3 US banks collapsing? Ugandan policymakers should take note

What you need to know:

  • Financial markets are increasingly interconnected and it’s hard for any country, let alone a small market like Uganda to decouple from the world. 

It was a crisis foretold. A week ago, all was well in the US financial system. Since then, three banks (majorly start-up lenders) have collapsed, with Silicon Valley Bank being the most consequential one. 

American regulators, aware of the gravity of the situation, have invoked “exception” clauses in their play book to insure deposits that weren’t earlier covered. Their hope is that it will tamp down on the panic and prevent a contagion. Given the size and influence of the US financial system, all regulators must harbour the same hopes. So sad that some “educated” folks have already connected the collapse to sanctions on Russia.

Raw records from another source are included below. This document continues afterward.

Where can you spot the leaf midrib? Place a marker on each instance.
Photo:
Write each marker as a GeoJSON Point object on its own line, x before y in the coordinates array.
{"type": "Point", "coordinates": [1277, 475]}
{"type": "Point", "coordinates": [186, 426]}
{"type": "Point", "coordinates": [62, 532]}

The collapse also raises concern that rising interest rates could expose vulnerabilities in the global economy as a decades-long era of cheap money ends.

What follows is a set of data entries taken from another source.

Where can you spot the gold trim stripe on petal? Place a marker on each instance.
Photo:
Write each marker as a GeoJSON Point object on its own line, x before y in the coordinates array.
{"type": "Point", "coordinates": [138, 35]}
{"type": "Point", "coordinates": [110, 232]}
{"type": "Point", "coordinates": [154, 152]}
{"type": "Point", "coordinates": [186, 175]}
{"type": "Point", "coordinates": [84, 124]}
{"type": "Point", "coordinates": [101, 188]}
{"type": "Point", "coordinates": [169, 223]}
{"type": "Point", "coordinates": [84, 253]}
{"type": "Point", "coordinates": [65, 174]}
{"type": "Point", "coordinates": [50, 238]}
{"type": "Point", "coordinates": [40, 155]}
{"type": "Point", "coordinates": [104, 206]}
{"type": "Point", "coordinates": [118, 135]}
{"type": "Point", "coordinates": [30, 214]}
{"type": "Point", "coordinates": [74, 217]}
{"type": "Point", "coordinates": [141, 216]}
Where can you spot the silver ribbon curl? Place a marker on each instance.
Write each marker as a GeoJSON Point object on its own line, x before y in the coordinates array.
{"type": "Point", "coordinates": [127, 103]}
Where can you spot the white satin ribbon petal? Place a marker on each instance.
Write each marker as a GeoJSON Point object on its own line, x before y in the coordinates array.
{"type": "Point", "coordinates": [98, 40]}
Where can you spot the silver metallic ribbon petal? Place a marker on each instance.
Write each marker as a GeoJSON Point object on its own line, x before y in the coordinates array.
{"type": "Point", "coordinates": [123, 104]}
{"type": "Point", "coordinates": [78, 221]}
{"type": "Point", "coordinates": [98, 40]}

Two International Monetary Fund reports warned of the risks. In December 2022, IMF bi-annual financial stability report flagged it. 

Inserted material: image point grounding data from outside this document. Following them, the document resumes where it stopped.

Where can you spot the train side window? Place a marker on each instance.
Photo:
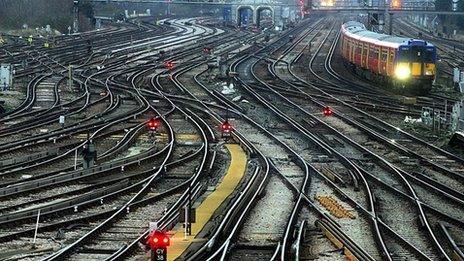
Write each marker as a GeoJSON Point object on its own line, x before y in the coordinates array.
{"type": "Point", "coordinates": [371, 52]}
{"type": "Point", "coordinates": [384, 56]}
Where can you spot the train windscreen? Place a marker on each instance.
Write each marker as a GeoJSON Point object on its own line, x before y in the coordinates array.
{"type": "Point", "coordinates": [416, 54]}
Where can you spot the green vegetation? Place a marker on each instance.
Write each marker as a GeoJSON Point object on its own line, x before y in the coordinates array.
{"type": "Point", "coordinates": [35, 13]}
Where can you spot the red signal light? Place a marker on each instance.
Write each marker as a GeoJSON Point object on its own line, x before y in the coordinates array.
{"type": "Point", "coordinates": [327, 111]}
{"type": "Point", "coordinates": [158, 239]}
{"type": "Point", "coordinates": [226, 126]}
{"type": "Point", "coordinates": [168, 64]}
{"type": "Point", "coordinates": [153, 124]}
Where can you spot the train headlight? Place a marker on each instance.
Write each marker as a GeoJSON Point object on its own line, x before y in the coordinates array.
{"type": "Point", "coordinates": [402, 72]}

Last month, the Economic Survey highlighted the risks of financial contagion. Step back and look at the context. Last year, the world witnessed the most synchronised monetary tightening in 50 years by way of interest rate increases. 

The tightening also happened to be faster than commonly seen in earlier episodes. It took place on the heels of a build-up of private debt when interest rates were low, and a surge in inflation in 2022. 

In short, it was the recipe for a perfect storm as these conditions make it more likely that poor investment decisions will be caught out.

On the face of it, Uganda is so vulnerable to international shocks given that a large proportion of its debt is external and borrowed in a foreign currency. Additionally, it would be unwise to drop one’s guard based on historical data. For example, IMF had pointed out that 2022 was a year in which many debt ratios improved globally. It was mainly because nominal GDP grew fast following a surge in inflation.

Moreover, one of the lessons of 2008 financial crisis is that there are often invisible links between the balance sheets of tightly regulated entities and others operating in a lax environment. 

The convulsions in the Ugandan money market in 2008 took policymakers by surprise.  Since the heightened risk to financial stability in the backdrop of increasing rates is a phenomenon backed by considerable evidence, it’s important for Uganda’s policymakers to be prepared and take note. 

Financial markets are increasingly interconnected and it’s hard for any country, let alone a small market like Uganda to decouple from the world.